Greek diplomat (1741–1821)

Count Antonios Maria Kapodistrias (Αντώνιος Μαρία Καποδίστριας; 1741–1821) (Note: While many sources place his death in the year 1819, his headstone mentions the year ,αωκα´, which in Greek numerals corresponds to 1821.) or Capodistrias (also in Capo d'Istria) was a Greek politician, lawyer, and diplomat. Born into a noble family from Corfu, he held the title of Count of Capo d'Istria and became a member of the island's Great Council. Antonios was chosen as a representative of the island to the Ottoman Sublime Porte in 1799. He played a major role during the negotiations for the founding of the Septinsular Republic in 1800 as well as in the composition of the state's new constitution.

== Biography ==
Antonios Maria Kapodistrias was born in 1741 in Corfu, the most populous of the Ionian Islands, then under Venetian rule. He was descended from a distinguished noble family of counts that had a long and significant presence in the island's politics, economy, and social affairs. The Kapodistrias family was inscribed in the Libro d'Oro (Golden Book) of Corfiot nobility, which from the sixteenth century begun to include some Greek families, along with those of the Italian settlers. At his youth Antonios was educated by scholar and theologian Nikephoros Theotokis and later studied law in Padua, Italy. Antonios returned to Corfu and became active in the island's politics, joining the Great Council of Corfu in 1760.

Kapodistrias married the Corfiot noblewoman Adamantia Gonemis in the early 1770s and had their first son Viaros in 1774; they had in total nine children, four daughters and five sons. The Republic of Venice ruled the Ionian islands until its partition upon the Treaty of Campo Formio, when the islands briefly came under French control between 1797 and 1799. When Venice was overthrown, the island's nobles reacted to the abolition of their aristocratic privileges that was introduced by the French. As a result, Antonios Maria Kapodistrias, the leading representative of the Corfiot nobles, was arrested by the French and briefly imprisoned in 1798. He later settled with his family at their country home in Koukouritsa, located at the village of Evropouli in Corfu.

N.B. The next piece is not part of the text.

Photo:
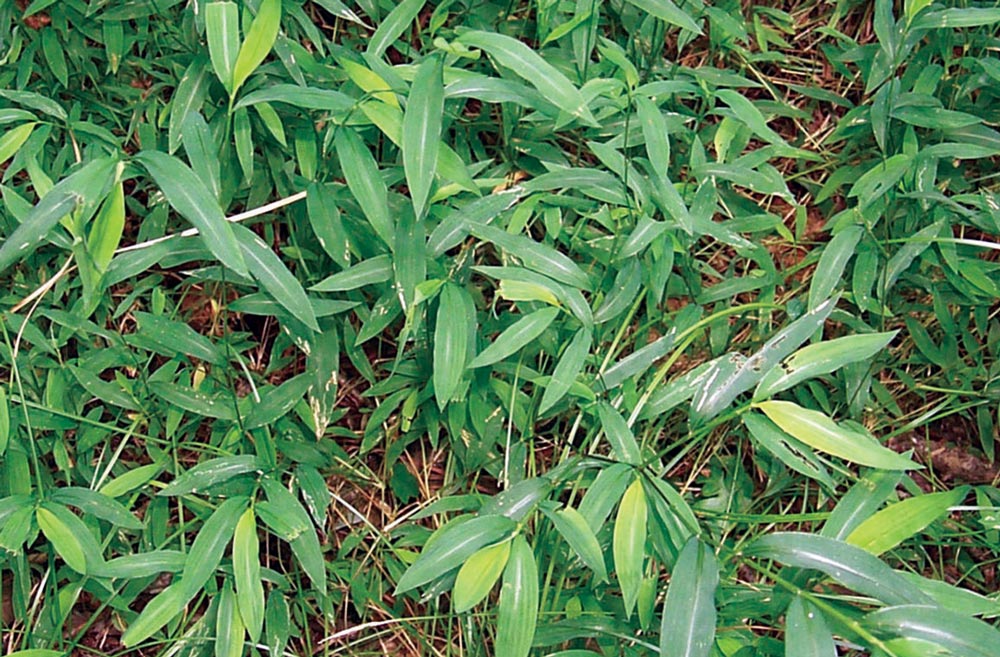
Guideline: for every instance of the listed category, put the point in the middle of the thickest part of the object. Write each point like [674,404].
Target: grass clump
[553,328]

== Septinsular Republic ==
Following the capture of the islands by the allied Russian and Ottoman fleet in 1798, it was agreed that they would form an autonomous state that became known as the Septinsular Republic. Kapodistrias, accompanied by his son Augustinos, was one of the twelve delegates drawn from the noble classes of the Ionian Islands in 1799 that were to be sent to Saint Petersburg and Constantinople, in order to negotiate the status of the new state. In September 1799, Kapodistrias and the Zakynthian Count Nikolaos Gradenigos Sigouros Desyllas were chosen by the Sublime Porte as representatives during the negotiations in Constantinople. The independence of the new state was one of the main requests of the two delegates. The subsequent Treaty of Constantinople created the "Republic of the Seven United Islands" in 1800. Although its status as a semi-independent republic under Ottoman sovereignty was unpopular, it was nevertheless regarded as the first free Greek state to be established since the Fall of Constantinople in the 15th century. In December 1800, Kapodistrias and Sigouros Desyllas returned to Corfu from Constantinople having composed the new 'Byzantine Constitution', comprising 37 articles. As imperial commissioners, the two men were responsible for watching over the implementation of the constitution, a position which was soon held by Antonios Maria's son Ioannis Kapodistrias.